We appreciate the interest in our recent article on tumor response measurements.1 Before this study was performed, we undertook an extensive review of the published literature and found no other similar reports. Unfortunately, the referenced Journal of Clinical Oncology abstract was not yet available and, to date, has not been published as a full article. Although our data may be contrary to that abstract and current practice, a correlation between early changes in tumor size as an accurate surrogate for survival has not been established. This concept has been propagated in clinical practice but not justified by scientific studies. Thus, although Drs. Oxnard and Schwartz suggest that our unexpected results should prompt reconsideration of our dataset and analyses, we believe the findings should prompt a reassessment of the underlying tumor biology and mechanism of therapeutic response.
We recognize that this was not the ideal study and that there were limitations. A larger, prospective, multi-institutional trial would have been better to control for variables, including clinical characteristics. However, we do believe that the study results are sufficient to raise concerns and to re-examine current tumor response criteria and measurement strategies.

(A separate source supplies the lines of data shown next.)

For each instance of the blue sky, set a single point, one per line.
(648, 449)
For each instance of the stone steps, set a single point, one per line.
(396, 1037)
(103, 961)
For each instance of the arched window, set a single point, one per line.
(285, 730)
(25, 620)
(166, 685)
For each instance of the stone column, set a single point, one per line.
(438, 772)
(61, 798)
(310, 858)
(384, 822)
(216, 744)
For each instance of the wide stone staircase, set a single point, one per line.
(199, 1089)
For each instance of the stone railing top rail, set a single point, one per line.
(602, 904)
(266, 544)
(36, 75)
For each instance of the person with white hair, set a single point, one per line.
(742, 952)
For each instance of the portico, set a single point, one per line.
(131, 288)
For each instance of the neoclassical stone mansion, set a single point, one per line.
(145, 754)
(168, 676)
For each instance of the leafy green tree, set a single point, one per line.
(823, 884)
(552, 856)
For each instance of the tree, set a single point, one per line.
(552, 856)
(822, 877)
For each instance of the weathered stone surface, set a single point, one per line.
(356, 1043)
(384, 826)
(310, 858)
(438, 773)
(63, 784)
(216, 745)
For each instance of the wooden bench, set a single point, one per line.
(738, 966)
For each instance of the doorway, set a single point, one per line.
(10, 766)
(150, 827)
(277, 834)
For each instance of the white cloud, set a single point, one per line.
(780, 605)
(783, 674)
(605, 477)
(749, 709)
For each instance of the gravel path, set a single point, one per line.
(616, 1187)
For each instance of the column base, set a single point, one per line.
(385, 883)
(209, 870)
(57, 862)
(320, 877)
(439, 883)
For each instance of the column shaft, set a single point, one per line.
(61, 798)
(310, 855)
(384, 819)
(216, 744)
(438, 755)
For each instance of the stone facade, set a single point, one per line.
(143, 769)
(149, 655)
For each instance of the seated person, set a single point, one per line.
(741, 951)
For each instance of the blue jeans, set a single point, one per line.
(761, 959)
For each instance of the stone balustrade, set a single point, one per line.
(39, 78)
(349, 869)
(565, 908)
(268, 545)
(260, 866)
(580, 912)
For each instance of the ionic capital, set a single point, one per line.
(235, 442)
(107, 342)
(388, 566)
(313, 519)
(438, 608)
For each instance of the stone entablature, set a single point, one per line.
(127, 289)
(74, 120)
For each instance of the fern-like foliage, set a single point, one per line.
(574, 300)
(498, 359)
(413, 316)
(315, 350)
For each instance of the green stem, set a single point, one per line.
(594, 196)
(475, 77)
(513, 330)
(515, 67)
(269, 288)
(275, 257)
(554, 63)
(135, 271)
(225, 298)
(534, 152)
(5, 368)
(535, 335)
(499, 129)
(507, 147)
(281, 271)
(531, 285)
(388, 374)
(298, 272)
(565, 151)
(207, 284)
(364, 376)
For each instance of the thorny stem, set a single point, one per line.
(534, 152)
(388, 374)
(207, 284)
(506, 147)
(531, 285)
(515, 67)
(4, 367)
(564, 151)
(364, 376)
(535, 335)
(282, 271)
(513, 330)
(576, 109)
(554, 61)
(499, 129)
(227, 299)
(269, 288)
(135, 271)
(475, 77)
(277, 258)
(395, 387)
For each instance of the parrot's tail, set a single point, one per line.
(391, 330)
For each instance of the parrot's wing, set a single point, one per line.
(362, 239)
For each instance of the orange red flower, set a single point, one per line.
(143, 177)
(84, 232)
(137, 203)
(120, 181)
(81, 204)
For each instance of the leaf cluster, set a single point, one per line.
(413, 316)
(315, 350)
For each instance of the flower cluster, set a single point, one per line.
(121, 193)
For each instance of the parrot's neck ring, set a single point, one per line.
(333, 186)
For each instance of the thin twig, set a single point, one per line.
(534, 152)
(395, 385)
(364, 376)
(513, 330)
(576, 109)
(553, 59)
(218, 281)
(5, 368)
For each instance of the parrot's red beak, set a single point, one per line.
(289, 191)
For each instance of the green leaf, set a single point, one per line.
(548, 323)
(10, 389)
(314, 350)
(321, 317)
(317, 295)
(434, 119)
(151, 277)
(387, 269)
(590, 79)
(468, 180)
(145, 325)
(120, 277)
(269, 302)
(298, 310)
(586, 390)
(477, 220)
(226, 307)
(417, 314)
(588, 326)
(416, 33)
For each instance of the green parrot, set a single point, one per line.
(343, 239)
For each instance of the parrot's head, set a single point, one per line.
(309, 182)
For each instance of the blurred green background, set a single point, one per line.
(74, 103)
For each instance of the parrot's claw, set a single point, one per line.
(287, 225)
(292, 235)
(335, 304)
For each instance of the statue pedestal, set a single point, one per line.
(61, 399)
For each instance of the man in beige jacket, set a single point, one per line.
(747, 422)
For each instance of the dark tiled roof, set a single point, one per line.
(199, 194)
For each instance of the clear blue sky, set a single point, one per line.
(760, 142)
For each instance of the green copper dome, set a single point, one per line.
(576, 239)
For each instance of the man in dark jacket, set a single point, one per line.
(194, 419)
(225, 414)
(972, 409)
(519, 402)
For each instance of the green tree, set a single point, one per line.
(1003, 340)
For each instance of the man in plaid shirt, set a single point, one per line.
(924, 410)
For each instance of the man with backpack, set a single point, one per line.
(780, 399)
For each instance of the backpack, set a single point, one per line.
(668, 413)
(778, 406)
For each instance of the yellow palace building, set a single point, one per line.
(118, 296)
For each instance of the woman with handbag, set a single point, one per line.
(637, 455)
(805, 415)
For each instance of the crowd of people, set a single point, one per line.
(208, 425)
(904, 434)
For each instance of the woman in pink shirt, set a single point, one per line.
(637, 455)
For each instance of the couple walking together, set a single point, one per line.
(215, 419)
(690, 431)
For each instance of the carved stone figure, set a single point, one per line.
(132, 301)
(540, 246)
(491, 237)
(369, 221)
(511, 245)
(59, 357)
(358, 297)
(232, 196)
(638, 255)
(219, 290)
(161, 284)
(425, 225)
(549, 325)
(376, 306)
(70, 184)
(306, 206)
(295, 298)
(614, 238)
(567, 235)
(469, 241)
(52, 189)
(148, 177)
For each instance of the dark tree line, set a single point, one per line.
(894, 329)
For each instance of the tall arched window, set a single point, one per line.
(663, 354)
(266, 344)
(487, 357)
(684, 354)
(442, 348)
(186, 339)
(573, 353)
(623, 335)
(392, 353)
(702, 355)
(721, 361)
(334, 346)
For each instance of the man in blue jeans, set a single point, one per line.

In our study, we decided to use a simple measurement approach, because the Response Evaluation Criteria in Solid Tumors (RECIST) guidelines were not designed as the optimal method to evaluate response. The number of measurements and response criteria used in RECIST were selected arbitrarily so that clinical trials could be standardized. Prior reports may suggest that measuring more lesions will be better than measuring fewer lesions, but the referenced study only correlated measurements to response and not to long-term survival. It remains unclear that measuring more lesions will be more accurate in predicting outcomes.
We agree with Drs. Oxnard and Schwartz that measurements for response need to be reconsidered. Although sophisticated imaging tools to monitor lesions have been developed, a better understanding of tumor biology is essential if we are to design response criteria as a substitute for survival. Ultimately, we can envision an accurate system that phenotypes tumors at the time of diagnosis, which would then determine the appropriate therapy. When such predictive markers are fully developed and validated, response guidelines will not need to rely on strict tumor measurements and conventional imaging criteria.